いくつかの山によって構成される浅間山は、小ぶりで嶮しい左手の剣ガ峰、剣ガ峰の頂き付近から右手に向かって裾をたち上げ、山頂は水平に走り、なだらかなスロープを描いている前掛山が平地からは見えます。雄大にして秀麗、季節やその日の天候によって、一瞬のとき、思わずふうっと息をのんで感嘆することがしばしばあります。
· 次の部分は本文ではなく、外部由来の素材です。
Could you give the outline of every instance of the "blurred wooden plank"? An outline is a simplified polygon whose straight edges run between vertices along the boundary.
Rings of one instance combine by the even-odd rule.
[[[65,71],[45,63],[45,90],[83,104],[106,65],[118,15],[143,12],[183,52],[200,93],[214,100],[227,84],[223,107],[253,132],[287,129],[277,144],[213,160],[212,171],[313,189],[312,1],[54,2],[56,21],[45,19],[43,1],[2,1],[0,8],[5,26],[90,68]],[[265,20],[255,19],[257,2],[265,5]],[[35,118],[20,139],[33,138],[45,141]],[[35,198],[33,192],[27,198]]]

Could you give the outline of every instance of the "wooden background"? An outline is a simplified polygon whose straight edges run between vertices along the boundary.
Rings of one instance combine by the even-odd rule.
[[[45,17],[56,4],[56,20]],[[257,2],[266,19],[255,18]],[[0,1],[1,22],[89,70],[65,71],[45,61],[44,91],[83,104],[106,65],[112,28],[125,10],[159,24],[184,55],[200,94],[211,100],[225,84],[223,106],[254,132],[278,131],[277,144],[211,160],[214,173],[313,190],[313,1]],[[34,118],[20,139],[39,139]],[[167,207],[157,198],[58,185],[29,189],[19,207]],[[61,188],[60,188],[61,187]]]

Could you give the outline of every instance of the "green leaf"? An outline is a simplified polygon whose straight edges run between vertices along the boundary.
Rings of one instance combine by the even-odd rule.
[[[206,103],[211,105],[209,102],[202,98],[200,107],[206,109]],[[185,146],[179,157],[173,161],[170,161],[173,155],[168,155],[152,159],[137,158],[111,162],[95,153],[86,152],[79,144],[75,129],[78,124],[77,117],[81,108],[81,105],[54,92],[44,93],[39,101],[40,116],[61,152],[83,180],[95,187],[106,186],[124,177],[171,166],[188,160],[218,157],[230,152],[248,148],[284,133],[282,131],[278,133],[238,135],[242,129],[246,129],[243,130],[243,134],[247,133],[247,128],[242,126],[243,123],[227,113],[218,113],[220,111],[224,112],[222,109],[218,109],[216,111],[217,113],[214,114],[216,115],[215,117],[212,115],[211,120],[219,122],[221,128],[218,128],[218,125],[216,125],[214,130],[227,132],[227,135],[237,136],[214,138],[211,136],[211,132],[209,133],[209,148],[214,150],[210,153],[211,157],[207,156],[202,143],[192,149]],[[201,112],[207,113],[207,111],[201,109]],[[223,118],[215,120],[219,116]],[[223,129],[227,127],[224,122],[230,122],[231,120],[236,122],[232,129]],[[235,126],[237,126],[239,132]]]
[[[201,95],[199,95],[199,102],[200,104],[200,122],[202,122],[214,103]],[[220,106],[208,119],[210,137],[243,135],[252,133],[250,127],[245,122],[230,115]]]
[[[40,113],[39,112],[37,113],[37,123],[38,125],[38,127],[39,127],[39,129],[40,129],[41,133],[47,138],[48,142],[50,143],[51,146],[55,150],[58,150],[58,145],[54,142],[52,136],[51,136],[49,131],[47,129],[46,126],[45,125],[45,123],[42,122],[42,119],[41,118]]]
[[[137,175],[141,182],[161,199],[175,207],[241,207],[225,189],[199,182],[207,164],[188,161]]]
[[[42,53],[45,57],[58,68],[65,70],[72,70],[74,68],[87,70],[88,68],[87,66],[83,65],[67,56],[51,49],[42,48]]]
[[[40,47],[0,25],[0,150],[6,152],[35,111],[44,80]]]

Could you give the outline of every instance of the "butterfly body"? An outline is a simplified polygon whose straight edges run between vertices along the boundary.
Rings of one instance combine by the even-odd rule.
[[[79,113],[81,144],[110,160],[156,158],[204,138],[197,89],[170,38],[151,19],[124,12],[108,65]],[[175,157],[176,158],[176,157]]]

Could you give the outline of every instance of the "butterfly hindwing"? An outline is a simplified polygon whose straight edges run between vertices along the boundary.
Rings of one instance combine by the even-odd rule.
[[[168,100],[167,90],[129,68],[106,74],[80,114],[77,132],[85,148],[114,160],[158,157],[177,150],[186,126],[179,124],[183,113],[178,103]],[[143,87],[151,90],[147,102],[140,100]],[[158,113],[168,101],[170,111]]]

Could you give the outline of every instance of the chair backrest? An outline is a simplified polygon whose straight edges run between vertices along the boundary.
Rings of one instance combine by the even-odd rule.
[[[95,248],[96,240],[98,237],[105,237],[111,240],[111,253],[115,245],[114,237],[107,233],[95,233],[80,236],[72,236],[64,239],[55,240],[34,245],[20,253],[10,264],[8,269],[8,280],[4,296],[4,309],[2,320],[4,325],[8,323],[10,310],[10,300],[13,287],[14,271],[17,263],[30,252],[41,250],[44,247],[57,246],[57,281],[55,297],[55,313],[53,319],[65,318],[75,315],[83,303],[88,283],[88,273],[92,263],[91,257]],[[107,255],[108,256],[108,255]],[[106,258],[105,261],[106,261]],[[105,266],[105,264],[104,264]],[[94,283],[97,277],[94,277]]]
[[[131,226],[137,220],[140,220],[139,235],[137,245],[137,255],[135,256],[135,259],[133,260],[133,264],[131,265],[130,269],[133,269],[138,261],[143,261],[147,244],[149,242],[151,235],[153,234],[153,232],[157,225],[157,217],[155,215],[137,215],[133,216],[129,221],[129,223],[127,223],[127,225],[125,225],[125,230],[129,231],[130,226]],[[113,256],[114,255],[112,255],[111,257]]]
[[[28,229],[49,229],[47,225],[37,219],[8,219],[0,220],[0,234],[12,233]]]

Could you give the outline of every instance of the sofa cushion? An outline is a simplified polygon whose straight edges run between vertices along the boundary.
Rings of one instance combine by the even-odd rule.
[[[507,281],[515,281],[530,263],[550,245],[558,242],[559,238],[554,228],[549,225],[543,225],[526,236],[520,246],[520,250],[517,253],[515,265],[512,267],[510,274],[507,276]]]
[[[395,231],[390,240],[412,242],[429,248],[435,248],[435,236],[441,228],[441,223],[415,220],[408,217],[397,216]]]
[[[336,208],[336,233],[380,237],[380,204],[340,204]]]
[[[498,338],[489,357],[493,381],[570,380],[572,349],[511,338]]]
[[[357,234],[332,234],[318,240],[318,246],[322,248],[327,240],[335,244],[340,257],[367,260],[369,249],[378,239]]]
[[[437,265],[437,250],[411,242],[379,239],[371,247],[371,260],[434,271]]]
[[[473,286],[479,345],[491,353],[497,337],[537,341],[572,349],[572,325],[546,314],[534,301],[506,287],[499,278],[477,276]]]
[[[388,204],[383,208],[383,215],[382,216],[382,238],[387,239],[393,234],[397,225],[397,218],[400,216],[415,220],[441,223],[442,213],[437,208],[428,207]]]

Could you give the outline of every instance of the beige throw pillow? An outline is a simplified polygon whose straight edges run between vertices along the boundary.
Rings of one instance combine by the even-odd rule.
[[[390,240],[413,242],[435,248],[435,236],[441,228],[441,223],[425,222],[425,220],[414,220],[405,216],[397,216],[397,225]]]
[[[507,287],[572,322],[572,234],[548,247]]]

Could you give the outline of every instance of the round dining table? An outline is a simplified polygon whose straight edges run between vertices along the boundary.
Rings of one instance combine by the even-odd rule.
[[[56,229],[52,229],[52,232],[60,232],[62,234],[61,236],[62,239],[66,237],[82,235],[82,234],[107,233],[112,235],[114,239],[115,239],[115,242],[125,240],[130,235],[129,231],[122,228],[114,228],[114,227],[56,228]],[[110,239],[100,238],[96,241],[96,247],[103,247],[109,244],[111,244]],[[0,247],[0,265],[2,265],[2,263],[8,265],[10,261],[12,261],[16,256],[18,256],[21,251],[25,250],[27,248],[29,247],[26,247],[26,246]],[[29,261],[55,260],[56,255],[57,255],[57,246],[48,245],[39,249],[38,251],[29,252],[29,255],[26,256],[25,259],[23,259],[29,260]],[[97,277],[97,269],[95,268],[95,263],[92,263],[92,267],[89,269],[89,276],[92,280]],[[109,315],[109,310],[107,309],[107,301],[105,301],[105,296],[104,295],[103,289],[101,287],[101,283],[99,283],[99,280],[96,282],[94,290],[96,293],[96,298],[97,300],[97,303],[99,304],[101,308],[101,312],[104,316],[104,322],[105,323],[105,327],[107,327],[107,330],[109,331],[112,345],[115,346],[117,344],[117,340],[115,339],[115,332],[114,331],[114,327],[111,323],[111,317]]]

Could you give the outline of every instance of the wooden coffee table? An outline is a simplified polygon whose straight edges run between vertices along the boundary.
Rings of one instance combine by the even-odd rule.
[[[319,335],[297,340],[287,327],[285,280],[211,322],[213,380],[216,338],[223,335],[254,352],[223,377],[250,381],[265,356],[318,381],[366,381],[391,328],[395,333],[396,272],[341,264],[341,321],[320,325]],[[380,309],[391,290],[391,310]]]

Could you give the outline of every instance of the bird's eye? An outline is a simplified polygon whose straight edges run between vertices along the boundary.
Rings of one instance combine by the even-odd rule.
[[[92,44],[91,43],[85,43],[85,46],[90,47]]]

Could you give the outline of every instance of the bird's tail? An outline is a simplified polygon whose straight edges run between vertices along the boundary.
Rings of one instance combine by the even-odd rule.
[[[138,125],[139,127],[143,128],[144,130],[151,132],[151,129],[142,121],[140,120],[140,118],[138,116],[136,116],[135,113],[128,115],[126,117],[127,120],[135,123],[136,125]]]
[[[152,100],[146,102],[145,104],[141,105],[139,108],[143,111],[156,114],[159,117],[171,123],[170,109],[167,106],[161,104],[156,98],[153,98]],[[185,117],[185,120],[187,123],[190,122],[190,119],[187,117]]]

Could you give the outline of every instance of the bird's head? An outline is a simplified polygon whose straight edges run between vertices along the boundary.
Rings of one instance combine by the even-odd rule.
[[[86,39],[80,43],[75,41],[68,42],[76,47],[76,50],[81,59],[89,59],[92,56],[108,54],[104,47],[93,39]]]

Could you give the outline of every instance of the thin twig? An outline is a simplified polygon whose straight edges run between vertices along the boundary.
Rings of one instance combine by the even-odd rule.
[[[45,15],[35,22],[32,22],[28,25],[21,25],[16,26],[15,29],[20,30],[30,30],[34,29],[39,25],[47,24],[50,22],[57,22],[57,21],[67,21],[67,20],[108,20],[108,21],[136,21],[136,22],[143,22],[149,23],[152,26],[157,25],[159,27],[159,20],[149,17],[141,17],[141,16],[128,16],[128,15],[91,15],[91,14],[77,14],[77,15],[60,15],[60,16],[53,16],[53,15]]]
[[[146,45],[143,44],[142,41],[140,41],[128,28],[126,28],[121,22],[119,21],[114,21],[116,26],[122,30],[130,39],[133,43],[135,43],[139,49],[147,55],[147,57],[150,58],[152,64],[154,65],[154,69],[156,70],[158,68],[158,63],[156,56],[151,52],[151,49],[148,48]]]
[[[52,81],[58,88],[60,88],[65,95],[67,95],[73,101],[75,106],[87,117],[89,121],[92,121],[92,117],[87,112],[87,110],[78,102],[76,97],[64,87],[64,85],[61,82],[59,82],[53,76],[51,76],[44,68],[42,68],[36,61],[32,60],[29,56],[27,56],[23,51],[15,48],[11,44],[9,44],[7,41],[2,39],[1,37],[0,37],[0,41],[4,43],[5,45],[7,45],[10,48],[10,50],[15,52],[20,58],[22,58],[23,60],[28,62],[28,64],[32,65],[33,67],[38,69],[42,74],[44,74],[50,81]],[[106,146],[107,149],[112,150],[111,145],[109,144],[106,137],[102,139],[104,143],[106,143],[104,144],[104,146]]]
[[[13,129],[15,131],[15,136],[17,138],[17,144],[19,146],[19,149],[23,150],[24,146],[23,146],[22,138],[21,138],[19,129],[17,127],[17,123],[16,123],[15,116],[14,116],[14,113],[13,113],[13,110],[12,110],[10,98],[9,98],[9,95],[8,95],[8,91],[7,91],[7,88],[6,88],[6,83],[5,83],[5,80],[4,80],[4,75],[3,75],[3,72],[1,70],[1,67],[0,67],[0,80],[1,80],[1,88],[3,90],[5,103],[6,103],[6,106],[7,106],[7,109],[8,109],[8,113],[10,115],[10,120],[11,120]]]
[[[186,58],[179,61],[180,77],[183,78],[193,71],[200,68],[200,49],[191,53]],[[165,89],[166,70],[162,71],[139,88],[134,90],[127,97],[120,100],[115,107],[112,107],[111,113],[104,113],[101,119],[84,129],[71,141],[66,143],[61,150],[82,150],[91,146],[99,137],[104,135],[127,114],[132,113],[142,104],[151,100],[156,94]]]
浅間山の南麓に展がる御代田町には、八面玲瓏たる自然が多く残されています。
四月下旬、小川の水がぬるみコブシが白い花をつけるころ、百花繚乱の春の始まりです。福寿草、梅、桜、小手鞠草、水仙などがあでやかに咲き誇ります。
続いて、落葉松の芽吹きが始まります。
薄緑の新芽が伸びるにしたがって、町は深く豊かな緑に変わっていきます。
高原野菜の町
火の山の麓 白雨の中で別れた友よ
(中略)
追分 御代田 そして小諸へ来るともう雨の気もなかった
雨に濡れた窓硝子をあけながら浅間の裾を迂回してゆく
信越線をさびしいと思った
これは、四季派の詩人・田中冬二の『浅間の裾』から抜粋したものです。
御代田町は、県下有数の高原野菜の産地として発展してきました。殊に草越区をはじめとする伍賀地区は、その中心になっています。そこで生産されるレタスの瑞々しさ、歯切れの良さは格別で、高級ブランド品としての地位を確立しました。
湯川のすぐ北側に広がる台地は、一面レタス畑です。
透けるように明るい緑の列が、整然と続いています。北を望めば火の山。南に目を転じればすぐそこに緑豊かな平尾山系。今も生きていれば詩人の目には、どう映るでしょうか。